Accueil > Actualité ciné > Critique > Mon bel oranger mardi 20 août 2013

Critique Mon bel oranger

Le garçon qui avait le mauvais œil, par Benoît Smith

Mon bel oranger

Meu Pé de Laranja Lima

réalisé par Marcos Bernstein

C’est un poids lourd parmi les best-sellers de la littérature à enseigner aux enfants (nos écoles primaires s’en chargent) qui subit ici les affres de l’adaptation au cinéma, par le scénariste Marcos Bernstein (à qui on doit, en tant que réalisateur, l’habile L’Autre Côté de la rue). Ce roman, on aurait préféré ne devoir que le lire.

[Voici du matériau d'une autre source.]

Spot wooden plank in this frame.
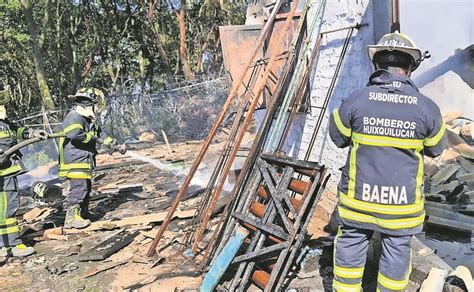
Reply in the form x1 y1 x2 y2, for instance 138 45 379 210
82 261 129 279
420 268 448 292
65 209 196 234
199 227 249 292
78 231 139 262
426 216 474 233
425 205 474 228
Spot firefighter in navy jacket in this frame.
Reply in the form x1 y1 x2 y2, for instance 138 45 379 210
59 88 120 228
329 32 446 291
0 83 48 257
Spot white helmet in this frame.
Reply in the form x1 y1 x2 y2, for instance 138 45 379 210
367 31 427 71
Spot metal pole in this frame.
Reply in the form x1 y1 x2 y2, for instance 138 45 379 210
191 0 299 252
147 0 283 257
391 0 400 32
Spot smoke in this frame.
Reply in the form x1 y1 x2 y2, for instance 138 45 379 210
127 151 234 192
414 45 474 119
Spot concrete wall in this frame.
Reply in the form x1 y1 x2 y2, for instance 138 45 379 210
299 0 390 211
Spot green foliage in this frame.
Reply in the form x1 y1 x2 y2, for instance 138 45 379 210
0 0 245 116
22 150 55 169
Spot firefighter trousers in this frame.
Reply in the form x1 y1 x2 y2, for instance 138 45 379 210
333 225 412 292
0 176 21 247
66 178 92 210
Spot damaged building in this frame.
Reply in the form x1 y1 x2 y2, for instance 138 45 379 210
0 0 474 291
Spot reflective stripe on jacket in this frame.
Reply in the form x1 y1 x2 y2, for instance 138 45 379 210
329 70 446 235
0 120 28 177
58 110 108 179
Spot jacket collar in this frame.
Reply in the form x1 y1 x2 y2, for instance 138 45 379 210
367 69 418 91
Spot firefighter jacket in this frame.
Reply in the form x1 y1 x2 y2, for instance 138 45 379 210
58 110 113 179
329 70 446 235
0 119 29 177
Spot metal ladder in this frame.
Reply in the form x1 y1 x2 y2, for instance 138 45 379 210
217 153 327 291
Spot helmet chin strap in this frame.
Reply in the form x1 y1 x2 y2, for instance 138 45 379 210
76 105 95 120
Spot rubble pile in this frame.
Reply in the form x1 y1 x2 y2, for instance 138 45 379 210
424 112 474 233
0 142 214 291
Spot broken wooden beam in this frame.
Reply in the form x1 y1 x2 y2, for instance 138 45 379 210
78 231 139 262
200 227 249 292
425 205 474 228
65 209 196 234
426 216 474 233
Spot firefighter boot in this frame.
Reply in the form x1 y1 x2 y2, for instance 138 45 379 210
64 206 91 229
0 243 35 257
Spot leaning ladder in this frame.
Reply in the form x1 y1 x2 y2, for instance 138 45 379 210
204 153 327 291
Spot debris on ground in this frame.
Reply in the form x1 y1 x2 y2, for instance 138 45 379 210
425 112 474 233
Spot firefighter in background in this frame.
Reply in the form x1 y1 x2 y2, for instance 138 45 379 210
0 82 48 257
59 88 125 228
329 32 446 291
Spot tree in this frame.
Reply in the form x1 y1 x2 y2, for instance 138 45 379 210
21 0 54 110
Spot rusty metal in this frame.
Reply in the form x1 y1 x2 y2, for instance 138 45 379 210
191 0 299 252
252 270 270 289
218 154 325 291
147 0 283 257
219 25 263 96
196 8 309 268
207 1 322 266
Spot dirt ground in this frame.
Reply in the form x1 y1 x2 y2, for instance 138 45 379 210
0 143 333 291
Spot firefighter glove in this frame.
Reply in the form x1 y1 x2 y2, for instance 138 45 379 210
29 130 48 140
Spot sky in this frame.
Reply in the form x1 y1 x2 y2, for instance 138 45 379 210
399 0 474 77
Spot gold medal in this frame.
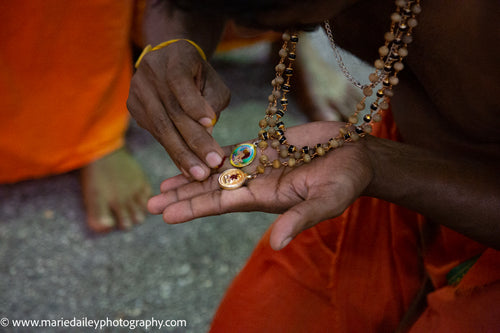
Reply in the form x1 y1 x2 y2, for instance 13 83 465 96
229 143 256 168
219 169 248 190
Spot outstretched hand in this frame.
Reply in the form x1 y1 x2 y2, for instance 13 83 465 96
148 122 373 250
127 41 230 180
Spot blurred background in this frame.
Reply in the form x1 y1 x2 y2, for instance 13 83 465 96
0 27 363 332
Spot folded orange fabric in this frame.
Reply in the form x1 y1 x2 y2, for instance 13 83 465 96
207 108 500 333
0 0 139 183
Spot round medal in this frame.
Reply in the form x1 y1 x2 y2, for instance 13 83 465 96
219 169 248 190
230 143 257 168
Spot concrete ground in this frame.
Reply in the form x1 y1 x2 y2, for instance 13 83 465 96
0 29 367 332
0 42 310 332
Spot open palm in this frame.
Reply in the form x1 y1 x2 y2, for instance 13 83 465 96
149 122 372 249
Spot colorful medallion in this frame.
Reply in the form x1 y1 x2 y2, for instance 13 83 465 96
231 143 257 168
219 169 248 190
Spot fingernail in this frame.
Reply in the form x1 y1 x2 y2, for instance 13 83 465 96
279 237 293 250
189 165 205 180
205 151 222 168
199 117 215 127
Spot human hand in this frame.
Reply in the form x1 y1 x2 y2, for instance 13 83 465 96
127 41 230 180
148 122 373 250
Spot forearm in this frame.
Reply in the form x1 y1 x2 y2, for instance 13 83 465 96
143 0 225 57
364 137 500 249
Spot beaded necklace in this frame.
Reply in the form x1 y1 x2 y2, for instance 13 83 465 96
219 0 421 190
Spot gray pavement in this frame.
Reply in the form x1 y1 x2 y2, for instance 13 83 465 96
0 42 304 332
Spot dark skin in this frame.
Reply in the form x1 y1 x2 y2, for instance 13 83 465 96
132 0 500 249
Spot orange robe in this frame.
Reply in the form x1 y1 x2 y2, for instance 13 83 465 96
0 0 140 183
211 113 500 333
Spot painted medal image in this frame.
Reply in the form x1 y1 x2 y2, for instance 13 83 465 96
230 143 257 168
219 169 248 190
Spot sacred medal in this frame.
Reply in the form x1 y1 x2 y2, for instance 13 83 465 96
230 143 257 168
219 169 248 190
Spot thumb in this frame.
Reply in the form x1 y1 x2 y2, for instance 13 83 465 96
270 198 333 251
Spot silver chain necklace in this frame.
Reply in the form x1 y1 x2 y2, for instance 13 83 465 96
323 20 384 90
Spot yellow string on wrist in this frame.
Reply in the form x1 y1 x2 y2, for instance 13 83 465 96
135 38 207 68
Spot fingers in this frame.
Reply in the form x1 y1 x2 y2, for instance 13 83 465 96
270 198 332 251
163 185 257 224
127 42 228 180
133 74 222 180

Au moins Bernstein est-il un bon lecteur, au point de déceler dans l’apparente limpidité de la chronique enfantine quelques aspérités, quelque sous-texte où rapport familial et rapport social se confondent sournoisement. Son héros Zézé a sept ans et, dit-on, « le diable en lui ». Enchaîné à la pauvreté de sa famille, il passe sa frustration dans des tours pendables et des initiatives pour s’envoler de ses propres ailes. De sa propre famille, et notamment de son père qui ne comprend que trop bien la déception qu’il inspire à son fils, le garçon récolte en retour défiance voire violente hostilité. De ce quotidien pas très rose, il ne trouve de réel réconfort que dans deux relations privilégiées : l’une avec son petit oranger au fond du jardin, à qui il raconte sa vie et ses histoires à voix haute ; et l’autre avec Portuga, ce vieux monsieur qui a une voiture et qui intrigue tout le monde au village. Si la lecture du livre par les scénaristes n’est pas idiote ni dénuée d’intérêt, il est dommage que le regard de l’enfant, et la promesse d’un refuge pour lui face à la dureté du monde, servent aussi au réalisateur d’échappatoire pour laisser s’exprimer une certaine complaisance propre à soulager de la dureté de ses constats.

Le regard pollué

Car le film adopte le point de vue du garçon, affecte d’épouser ses émotions et son imagination, et cela revient pour lui à se livrer à une distribution forcenée d’effets visuels dont il se passe très bien, par ailleurs, pour filmer le monde des adultes sous un angle plus neutre. Zézé joue-t-il au dada sur une branche de son oranger ? Aussitôt un cheval blanc apparaît, sur lequel il peut galoper au ralenti, et la monture de disparaître dès que son cavalier descend de la branche. Un adulte s’approche-t-il de manière menaçante ? Il se voit filmé en contre-plongée et de travers, ou le visage outré en courte focale. Une scène de violence paternelle donne le prétexte à un montage haché et un cadrage tremblotant. Etc.

Bernstein a de toute évidence bien défini la charte graphique de son film pour que la caméra soit le vecteur de ce qui agite Zézé. Mais à force de s’y tenir avec un formalisme aussi machinal, il fait du regard même de l’enfant une sorte de foire visuelle morbide et pénible (car percluse de ces symptômes que sont ces effets), où celui qui est censé regarder s’apparente moins à un enfant – ou à un observateur humain – qu’à une créature jouet de la compétence technique de ceux qui filment. La mise en scène de Bernstein, au bout du compte, évoque dans ses pires moments un parent pauvre des tours de forain de Terry Gilliam (le malaise n’est pas loin de celui laissé par Tideland, dont le héros était une fillette), moins assumé que son modèle car toujours sagement arrimé aux devoirs qu’il s’est donnés : celui d’adapter un best-seller, celui de dépeindre la misère d’un village brésilien, et celui de laisser un espoir au bout du tunnel avec le personnage de Portuga. Oscillant entre académisme peu offensif et choix esthétiques atterrants, hésitant entre fidélité au réalisme et complaisance dans le fantasme, le mélodrame tiré ici de Mon bel oranger dessèche l’humanité dont il prétend offrir le portrait.